We metaphorize this moment: the human urge to remove one’s self from the blood-brutishness of irreversibility that fact is. But the metaphor economy is one of continual production, and its profligacy is the instrument of empathy. It attempts to braid contiguous strands of emotion from one person to another, to shift a self to another self, feeling as the material of transmission, particularly the transmission of trauma, so that we fall down and find some truth about ourselves at the moment of impact. Profligacy’s quantities and empathy’s transmission (which is an action incurring distance paradoxically meant to close it) dilute and separate. Yet fact is an essence that is finally unprocessable. It is intractable and oblivious, while metaphor is always a form of yielding to it, hunting for shelter in the language of the tribe. We need to recognize metaphor for what it is: a vulnerability to fact, an evasion.
2.
“Vulnerable,” from a suspected Latin root in vellere, to pluck, to tear. The year is 1997. I’m standing in the cellar-like space downstairs in the main hall of the Venice Biennale. Marina Abramović is attempting to deny metaphor its ultimate evasiveness. She sits amid piles of bloody cow bones, scrubbing them. The air stinks with the smell of old blood. The triangulation of her physical labor with a spoken narrative about men as rats killing each other and two video screens showing her father with a gun and her mother covering her ears, her eyes, her mouth. The work is called “Balkan Baroque,” metaphor for war, exploding guns in ex-Yugoslavia not all that far from Venice’s Grand Canal, Abramovic present, here, cleaning the bones in a blood-stained doctor’s coat. The heaps of bones like the metaphor machine in full production; the aporia of metaphor’s inbuilt distancing and quantification attempting through empathy the feeling of fact. My wife of the time turns away from the work in a corner of the room and sobs.
3.
A passage in Seamus Heaney’s great sequence of poems from the mid 1980s, Station Island. Section VII: “And though I was reluctant / I turned to meet his face and the shock / is still in me at what I saw. His brow / was blown open above the eye and blood / had dried on his neck and cheek. ‘Easy now,’ / he said, ‘it’s only me. You’ve seen men as raw / after a football match …”

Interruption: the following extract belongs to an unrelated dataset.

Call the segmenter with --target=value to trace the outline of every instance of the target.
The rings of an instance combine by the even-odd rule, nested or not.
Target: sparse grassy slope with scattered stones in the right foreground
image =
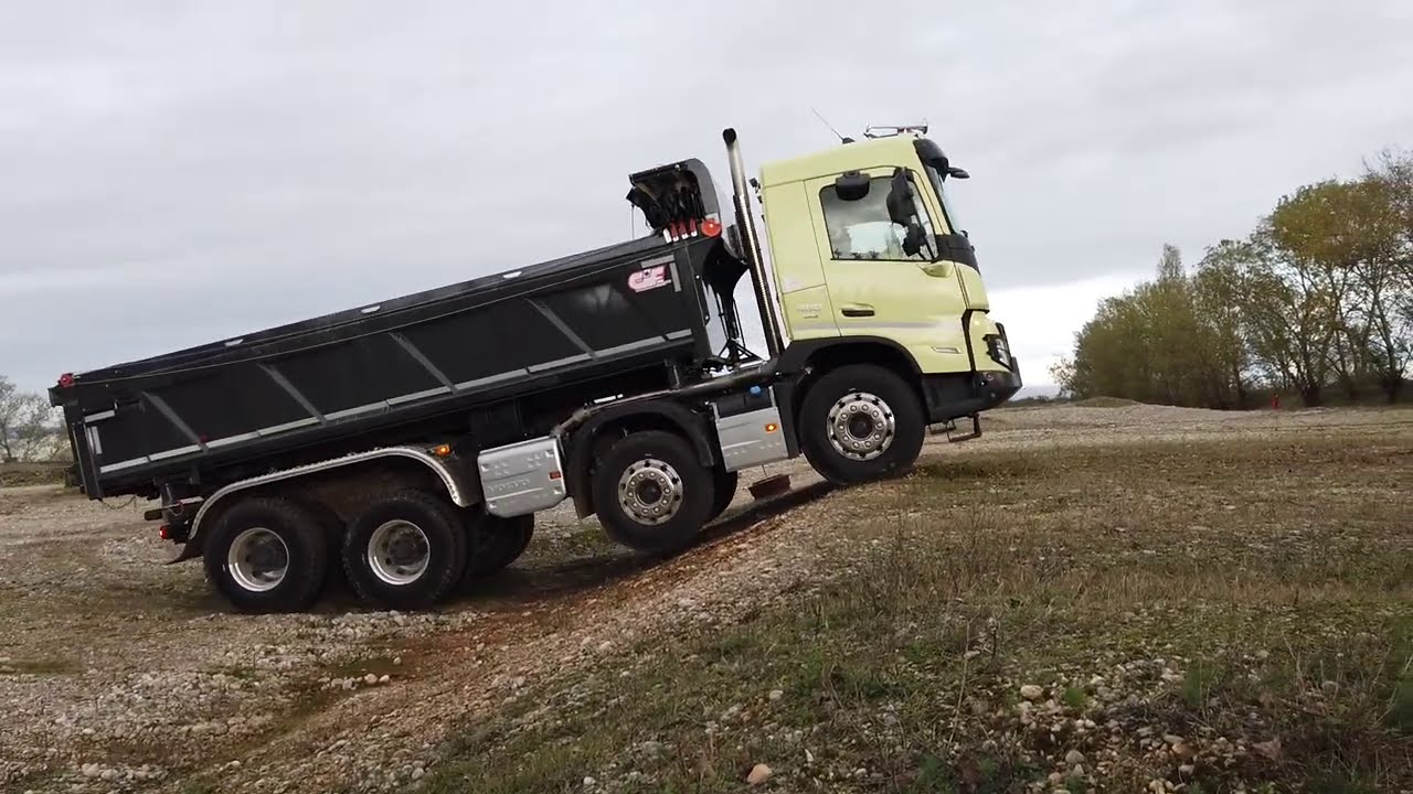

The sequence is Heaney’s public, Dantesque retelling of the Irish Troubles. So it is, in its invocation of Dante’s own metaphoric journey through Hell, a mirroring literary allusion, metaphor riding on top of metaphor, to which he adds this third layer in the telling: the shock of death distanced in the reframing of a sports match to make the narrator and reader less vulnerable to fact, and to delight (in this particular sense of delight as the recognition of craft) in the artifice built in front of what is unspeakable. Easy now. It’s only me, metaphor’s un-Troubles. Metaphor which also attempts its opposite within itself: to use its empathic mechanism against itself to ease us not finally into intimacy with fact but into the artificial pleasures of distance; to anoint evasion the healing sovereignty of the unspeakable lifted into the spoken, the visible, and so by naming it, by showing it, relieve us without actually touching another’s facts. And when we say, “How touching that is,” we are saying in this figure of speech (which, as a figure of speech, is already a distancing) that we approach another’s facts as objects. They are already made solid and external. We touch their surfaces as surfaces, to not be torn, to metaphorize vulnerability, to save ourselves. The objects of the artist and the artist as an object are always already machines pointed toward the limit of the invulnerable.